Were we worth it? Do we make Him proud, considering what He gave up, what He went through to claim us, to situate Himself as the perfect, empathetic advocate for us? We already know the answer, and His answer was and is Yes. He thought we were worth it; He loved us while we were still mired in our sins.
In Pride and Prejudice, Jane Austen offers this advice: "Think only of the past as its remembrance gives you pleasure." While I greatly esteem Ms. Austen, I don’t wholeheartedly agree with this sentiment. Certainly there is little benefit to dwelling on mistakes of the past, in wallowing in shackling guilt. However, at Christmastime, as we do every Sunday morning, Christians should reflect not only on the babe in the manger, but on the willingness of the Creator to become part of His creation, to suffer as men suffer, to die as men die, so that He might one day be fully reconciled with His most precious creation. Somewhere between Austen's sentiment about the past and the obsessiveness of Fitzgerald's Gatsby lies the balance.
The babe in the manger became the man writhing on the cross. The end of Christ’s time on earth, while not a bedtime story, not a remembrance that gives one pleasure, reminds us, His scars remind us – and remind Him – that His past is intricately, eternally tied to our future. In his novel All the Pretty Horses, Cormac McCarthy states, "Scars have the strange power to remind us that our past is real." Christ’s past is real; He came to earth, He lived, He suffered, He died, and He defeated death. Not every moment of His journey can be recalled with pleasure, but every step was necessary if we were to have any hope of escaping eternal damnation.
You may have scars that seem particularly gruesome this time of year, be they physical or emotional. It is normal to run your fingers over them, to remember how they formed, and to reflect on the ways they have changed your life. As is the case with Christ, the scars do not tell the whole story; Christ's flesh wounds were not His final chapter, and your wounds do not have to be your concluding, definitive chapter.

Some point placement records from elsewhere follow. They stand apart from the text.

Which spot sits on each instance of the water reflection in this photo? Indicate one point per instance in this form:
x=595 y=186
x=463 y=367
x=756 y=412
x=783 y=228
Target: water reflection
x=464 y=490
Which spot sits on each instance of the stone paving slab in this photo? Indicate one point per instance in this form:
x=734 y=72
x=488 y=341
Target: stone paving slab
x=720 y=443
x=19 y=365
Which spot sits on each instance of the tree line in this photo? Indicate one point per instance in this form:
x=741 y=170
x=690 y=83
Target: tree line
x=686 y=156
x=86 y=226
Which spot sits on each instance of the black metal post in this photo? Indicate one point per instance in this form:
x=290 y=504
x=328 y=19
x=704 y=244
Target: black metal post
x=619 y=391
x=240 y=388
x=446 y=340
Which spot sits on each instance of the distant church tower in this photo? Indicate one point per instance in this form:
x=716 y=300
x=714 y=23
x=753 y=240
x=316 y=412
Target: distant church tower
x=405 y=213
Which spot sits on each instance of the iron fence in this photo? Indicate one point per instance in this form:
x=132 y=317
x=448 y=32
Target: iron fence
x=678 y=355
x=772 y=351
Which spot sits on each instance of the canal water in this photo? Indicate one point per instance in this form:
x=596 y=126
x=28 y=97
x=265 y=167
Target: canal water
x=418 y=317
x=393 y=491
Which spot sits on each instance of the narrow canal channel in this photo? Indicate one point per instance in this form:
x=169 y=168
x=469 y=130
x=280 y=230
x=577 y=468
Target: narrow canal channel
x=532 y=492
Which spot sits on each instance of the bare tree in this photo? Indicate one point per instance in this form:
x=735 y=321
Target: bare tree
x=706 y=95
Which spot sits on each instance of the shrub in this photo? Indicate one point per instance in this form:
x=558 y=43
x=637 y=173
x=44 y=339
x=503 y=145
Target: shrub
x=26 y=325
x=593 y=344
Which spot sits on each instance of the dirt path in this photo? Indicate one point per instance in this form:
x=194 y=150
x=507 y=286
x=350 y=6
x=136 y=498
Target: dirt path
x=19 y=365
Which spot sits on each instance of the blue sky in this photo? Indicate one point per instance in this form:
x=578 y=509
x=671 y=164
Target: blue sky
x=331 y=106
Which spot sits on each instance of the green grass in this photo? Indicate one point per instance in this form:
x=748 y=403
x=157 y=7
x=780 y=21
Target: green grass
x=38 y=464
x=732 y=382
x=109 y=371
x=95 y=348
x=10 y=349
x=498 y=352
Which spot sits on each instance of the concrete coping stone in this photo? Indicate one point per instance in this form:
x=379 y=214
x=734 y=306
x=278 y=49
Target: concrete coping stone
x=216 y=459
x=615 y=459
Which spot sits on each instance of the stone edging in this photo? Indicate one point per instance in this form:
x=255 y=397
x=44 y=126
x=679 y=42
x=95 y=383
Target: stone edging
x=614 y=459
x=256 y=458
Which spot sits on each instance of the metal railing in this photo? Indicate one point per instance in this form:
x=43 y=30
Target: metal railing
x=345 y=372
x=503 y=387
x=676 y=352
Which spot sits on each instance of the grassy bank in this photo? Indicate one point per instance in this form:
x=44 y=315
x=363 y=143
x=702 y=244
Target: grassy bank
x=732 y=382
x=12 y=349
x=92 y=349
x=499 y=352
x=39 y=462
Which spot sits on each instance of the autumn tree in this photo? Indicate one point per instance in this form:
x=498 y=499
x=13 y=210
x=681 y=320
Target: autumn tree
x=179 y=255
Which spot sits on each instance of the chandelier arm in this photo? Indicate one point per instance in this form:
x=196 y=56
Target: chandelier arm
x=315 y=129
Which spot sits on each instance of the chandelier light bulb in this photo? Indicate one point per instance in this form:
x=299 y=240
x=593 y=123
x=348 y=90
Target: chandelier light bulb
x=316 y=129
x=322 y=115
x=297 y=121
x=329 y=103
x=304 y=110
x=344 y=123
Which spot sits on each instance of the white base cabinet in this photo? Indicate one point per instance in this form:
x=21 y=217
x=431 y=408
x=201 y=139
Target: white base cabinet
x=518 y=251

I pray this finds you in the middle of a joyous Christmas season, but I recognize that heartache takes no holiday. This year has been a year of heartache for many. We can still rejoice knowing that our story is a part of the Christmas story. The Lord God sent His Son to earth to be born of a virgin so that one day we might live forever with Him; if nothing else brings you joy this Christmas season, wrap yourself in that truth.
I will close with my favorite lines from Longfellow's poem "I Heard the Bells on Christmas Day." Longfellow was emerging from years of incredible personal turmoil when he wrote this poem; America was fighting her Civil War. You can read more about the circumstances in which Longfellow found himself on Christmas Day of 1864 when he composed this poem here.
He concludes it this way:
God is not dead, nor doth He sleep. It was true in 1864; it is true today.
AZ
Wonderful blog post. I am so very sorry that you could not visit with your grandfather as you [all] would have liked, but the joy on all the faces on both sides of his window has to be some small consolation. Thank you for the reminders of the past, and the meaning of that past for us. Merry Christmas to you and your family, and a better new year for us all.